TEXTOS DO AUTOR

Pelo crivo do bom-senso, até no vernáculo

Não se deve acreditar em tudo que se escreve ou que se diz por aí. Usar o bom-senso e o raciocínio antes de aceitar uma verdade ou uma grafia como correta é receita sempre atual.

O recém-lançado Vocabulário Ortográfico da Língua Portuguesa – VOLP, 5ª edição, diz que agora “bom-senso” tem hífen. Adotei, então, já no título deste texto.

Diz também que “dia-a-dia” já era. Agora o substantivo “dia a dia” não tem hífen. E afirma que tanto faz  imunoematologia como imuno-hematologia, ora vejam! E nos confunde tirando o hífen de boca-de-lobo que passa a “boca de lobo” para significar bueiro, mas ainda “boca-de-lobo” para uma tal de erva que nem conheço.

Continua valendo a tese de que não devemos aceitar facilmente algumas “verdades” como verdades. O próprio Buda nos incitou a não aceitar uma verdade simplesmente porque a tradição disse ser verdade ou porque os sábios assim apregoassem ou porque ele próprio afirmasse. “Só deveis aceitar alguma coisa como verdade, quando ela tiver passado pelo crivo do vosso próprio raciocínio. Só então isso é verdade para vós."

Pode parecer filosófico demais, mas tudo – eu disse tudo –, desde a subjetiva fé, deve passar pelo crivo da razão, da lógica. Ou seja, é o bom-senso, a coerência, a reflexão retilínea, agindo antes da aceitação de qualquer coisa. E estamos falando agora do vernáculo, da forma de escrever.

A minha penúltima versão do dicionário Aurélio digital registrava “sócioeconômico”, com acento agudo no primeiro “o”. A atual versão do Caldas Aulete digital, o gratuito (já adaptada ao Novo Acordo Ortográfico), registra a conjugação de “apoiar” como “apóio, apóias, apóia, apóiam”, ainda com acento.  
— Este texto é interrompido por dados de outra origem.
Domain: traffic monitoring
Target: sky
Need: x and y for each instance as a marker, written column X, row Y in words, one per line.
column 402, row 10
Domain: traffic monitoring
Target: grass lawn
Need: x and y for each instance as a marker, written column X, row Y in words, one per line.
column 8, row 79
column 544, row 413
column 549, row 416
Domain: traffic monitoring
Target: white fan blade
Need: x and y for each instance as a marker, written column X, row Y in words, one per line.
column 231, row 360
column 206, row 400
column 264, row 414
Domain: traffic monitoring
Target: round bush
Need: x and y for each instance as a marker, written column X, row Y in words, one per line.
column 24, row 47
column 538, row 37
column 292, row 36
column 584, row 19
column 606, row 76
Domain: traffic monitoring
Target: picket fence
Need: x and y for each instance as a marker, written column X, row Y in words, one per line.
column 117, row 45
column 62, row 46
A Gramática da Língua Portuguesa (Vilela & Koch, 2001) – ela dita regras, como toda Gramática – trouxe “sócio-profissionais, sócio-interacionais” em época que Houaiss e Aurélio afirmavam ser “socioprofissionais etc.”.  Deu exemplos de “linguagem enquanto [sic]  atividade”, com o polêmico e horrível modismo do “enquanto” no sentido de “sob o aspecto de”. Pecou a Gramática na revisão textual em “detrminadas, tem-se reservado o frase, avisei-o de que es do, ontem prometi a seus país, se concretize potanto, deteminados fins, processarnento, converscional, emegência, dia a dia (como substantivo, em 2001), interveções, ato interacional a nível [sic] da conversação, antecendentes, nietacomunicativos (em vez de metacomunicativos), há alguns anos atrás [sic]”. Melhor parar por aqui que isso cansa.  Se não tivermos cuidado em aceitar tudo o que vem escrito, corremos o risco de nos prejudicar.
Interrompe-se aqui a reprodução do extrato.